I then took a taxi home and was totally exhausted from all the hiking and walking around all day. But to my surprise there were all these new residents at the LC house. Two Ghanaians returns from Christmas break, they were boys (no surprises there) and were very nice. Also two Nigerian girls who'd gone to ivory coast for Christmas had also returned. One was very interesting and was studying computer science, the first girl i'd ever met who was studying that. Lastly there were two new interns from ivory coast who had arrived. They were sharing the room with yuzhong and i. It made it pretty cramped but we survived. It was great fun that last night in cape coast. Lots of people around from lots of different places.


Thursday morning the 5th of January i got up early, obviously, and called Gyimah. He told me that he planned to leave takoradi at about 11 (which means really 12pm) so he should arrive about 5 or 6, which really means around 7pm. So since it is only 3 hours from cape coast to kumasi yuzhong and i decided to go to elmina a nearby town. We went to the castle there which is much larger than the cape coast caste and far more grand. The town too is gorgeous, the same old beach town European architecture painted in bright colours. There is also a large lagoon and lots of fishermen with their brightly coloured fishing boats. The tour around the castle was pretty much the same as the story in cape coast. On the way to the castle one of the locals had asked for my name. On the way out he presented me with a shell with his name, email address and number on it. Interesting pick-up line.

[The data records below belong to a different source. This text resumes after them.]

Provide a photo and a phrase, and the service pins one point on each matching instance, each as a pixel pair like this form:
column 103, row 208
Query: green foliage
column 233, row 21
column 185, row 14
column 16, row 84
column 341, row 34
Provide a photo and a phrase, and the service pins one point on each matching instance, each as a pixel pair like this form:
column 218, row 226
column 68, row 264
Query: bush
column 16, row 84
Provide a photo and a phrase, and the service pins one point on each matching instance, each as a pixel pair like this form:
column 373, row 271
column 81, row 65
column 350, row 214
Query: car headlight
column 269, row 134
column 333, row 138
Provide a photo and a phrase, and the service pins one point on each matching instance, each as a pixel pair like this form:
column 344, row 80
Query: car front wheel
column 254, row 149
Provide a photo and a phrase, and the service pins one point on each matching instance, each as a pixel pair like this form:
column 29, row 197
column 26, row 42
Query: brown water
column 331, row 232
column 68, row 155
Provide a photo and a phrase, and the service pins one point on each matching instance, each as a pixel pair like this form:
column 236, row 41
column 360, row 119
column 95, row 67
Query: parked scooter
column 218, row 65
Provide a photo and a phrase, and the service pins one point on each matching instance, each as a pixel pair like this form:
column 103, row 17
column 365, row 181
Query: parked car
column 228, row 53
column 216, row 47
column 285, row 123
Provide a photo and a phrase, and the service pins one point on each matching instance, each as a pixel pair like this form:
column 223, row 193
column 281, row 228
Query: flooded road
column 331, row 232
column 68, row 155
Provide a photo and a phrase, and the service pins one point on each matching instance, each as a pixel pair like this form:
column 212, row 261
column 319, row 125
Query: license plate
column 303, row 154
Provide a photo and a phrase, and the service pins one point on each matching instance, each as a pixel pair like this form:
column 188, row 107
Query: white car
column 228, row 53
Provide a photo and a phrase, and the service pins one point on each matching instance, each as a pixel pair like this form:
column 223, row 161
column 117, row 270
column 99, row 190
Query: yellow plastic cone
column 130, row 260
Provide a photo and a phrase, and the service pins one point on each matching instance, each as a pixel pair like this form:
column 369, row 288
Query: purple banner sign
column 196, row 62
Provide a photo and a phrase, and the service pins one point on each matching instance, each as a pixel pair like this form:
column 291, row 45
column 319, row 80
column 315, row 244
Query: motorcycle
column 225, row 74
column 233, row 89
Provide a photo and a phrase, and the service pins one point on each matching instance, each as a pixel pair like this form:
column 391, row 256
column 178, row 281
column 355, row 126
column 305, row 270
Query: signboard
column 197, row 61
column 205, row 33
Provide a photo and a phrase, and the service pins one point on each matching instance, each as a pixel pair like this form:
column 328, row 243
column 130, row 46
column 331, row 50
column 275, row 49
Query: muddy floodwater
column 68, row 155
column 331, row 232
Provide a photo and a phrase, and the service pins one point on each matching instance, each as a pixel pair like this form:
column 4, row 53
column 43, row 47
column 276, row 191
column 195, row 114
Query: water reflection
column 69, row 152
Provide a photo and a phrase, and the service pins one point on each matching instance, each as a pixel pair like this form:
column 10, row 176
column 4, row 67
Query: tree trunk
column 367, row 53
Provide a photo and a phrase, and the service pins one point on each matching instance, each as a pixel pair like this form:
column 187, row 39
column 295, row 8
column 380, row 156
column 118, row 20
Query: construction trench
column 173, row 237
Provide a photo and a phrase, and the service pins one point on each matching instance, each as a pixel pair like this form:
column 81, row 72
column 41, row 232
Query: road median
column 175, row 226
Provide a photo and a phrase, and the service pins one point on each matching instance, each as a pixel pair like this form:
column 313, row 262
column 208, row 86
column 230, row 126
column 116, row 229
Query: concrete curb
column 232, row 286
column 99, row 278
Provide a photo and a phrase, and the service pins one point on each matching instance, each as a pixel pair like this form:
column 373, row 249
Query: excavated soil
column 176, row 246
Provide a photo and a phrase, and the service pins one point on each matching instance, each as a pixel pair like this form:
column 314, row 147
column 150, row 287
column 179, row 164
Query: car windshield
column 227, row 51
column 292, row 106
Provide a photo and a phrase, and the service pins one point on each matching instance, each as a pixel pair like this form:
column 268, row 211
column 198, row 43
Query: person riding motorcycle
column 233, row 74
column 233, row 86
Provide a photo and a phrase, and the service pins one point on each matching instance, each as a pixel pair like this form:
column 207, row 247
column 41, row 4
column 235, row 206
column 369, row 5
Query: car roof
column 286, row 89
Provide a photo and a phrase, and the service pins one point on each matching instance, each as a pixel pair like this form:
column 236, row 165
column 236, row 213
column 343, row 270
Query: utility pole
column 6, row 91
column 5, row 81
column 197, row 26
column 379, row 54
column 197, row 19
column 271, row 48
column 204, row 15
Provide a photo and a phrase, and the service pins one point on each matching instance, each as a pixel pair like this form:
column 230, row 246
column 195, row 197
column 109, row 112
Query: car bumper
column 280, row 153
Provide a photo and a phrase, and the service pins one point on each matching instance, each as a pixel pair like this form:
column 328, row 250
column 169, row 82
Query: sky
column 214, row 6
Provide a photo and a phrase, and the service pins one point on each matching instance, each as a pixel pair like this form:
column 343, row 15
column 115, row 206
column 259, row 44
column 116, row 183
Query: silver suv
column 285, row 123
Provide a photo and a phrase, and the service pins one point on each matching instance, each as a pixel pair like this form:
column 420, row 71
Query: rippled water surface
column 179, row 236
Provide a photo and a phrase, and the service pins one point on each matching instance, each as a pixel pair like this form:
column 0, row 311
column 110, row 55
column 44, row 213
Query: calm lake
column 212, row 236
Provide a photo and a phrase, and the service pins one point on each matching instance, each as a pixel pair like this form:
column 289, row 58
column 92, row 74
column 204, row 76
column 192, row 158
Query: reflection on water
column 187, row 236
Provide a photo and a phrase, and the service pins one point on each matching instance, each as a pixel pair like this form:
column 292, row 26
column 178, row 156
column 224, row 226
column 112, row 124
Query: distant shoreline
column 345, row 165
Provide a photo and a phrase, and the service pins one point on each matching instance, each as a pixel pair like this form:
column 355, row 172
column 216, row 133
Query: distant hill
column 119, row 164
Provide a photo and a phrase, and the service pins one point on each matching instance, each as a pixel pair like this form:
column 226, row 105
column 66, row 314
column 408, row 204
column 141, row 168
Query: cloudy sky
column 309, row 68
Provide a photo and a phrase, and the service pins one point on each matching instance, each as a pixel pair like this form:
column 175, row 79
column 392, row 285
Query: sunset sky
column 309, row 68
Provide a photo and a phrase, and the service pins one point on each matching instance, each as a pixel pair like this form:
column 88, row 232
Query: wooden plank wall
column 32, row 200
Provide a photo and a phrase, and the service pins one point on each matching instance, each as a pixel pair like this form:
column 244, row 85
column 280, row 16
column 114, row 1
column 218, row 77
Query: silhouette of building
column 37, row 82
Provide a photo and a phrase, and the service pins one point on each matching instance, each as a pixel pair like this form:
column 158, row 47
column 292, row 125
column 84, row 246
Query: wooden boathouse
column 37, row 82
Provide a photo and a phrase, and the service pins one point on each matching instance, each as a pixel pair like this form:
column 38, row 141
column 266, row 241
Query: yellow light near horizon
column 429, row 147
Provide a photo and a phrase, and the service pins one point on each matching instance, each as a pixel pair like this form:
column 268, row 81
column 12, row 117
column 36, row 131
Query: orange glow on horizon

From Elmina we returned to my favourite vegetarian restaurant, baobab. Gosh i love that place. This time i got stir-fried vegetables and rice as well as a pineapple and moringa (like wheatgrass) juice. I was super happy about my access to vegetables that week. After lunch we returned to the aiesec house, said goodbye to everybody and hope on various connecting tro tro's until we caught a minibus to kumasi. But obviously it doesn't leave until it's full which meant that we didn't actually leave cape coast until 5.15. and since things always take longer than expected we didn't arrive until after 9pm. Highlights from that bus ride include having yuzhong fall asleep with her sunglasses and mess up her hair leaving her looking a lot like kim jong-il. Also listening to shiurim by rabbi shai held on theology. Mind-blowing stuff. Slash, i need to listen again since I'm not sure i really got it the first time.


Anyways, by the time we returned to the Kumasi house it was almost 10pm. And i was exhausted. However, the house was pumping. There were 2 new male interns from Nigeria, a new Ghanaian housemate called Ato, Nessiyah the Nigerian was there too. Most brilliantly an Australian called Susan had arrived! I woke her up by flicking on the light in my room only to discover her with her giant mosquito net set up in my room. She was super friendly though, despite having just woken her up. We chatted for about an hour before she went back to sleep and I went to shower.


I went to sleep and enjoyed sleeping in my own bed in my own room. It felt like home.


On that note i'm gonna stop writing now. I suppose that soon i will return to continue catching you up on my weekend in Kumasi and how it came to be that I'm in this tiny village teaching.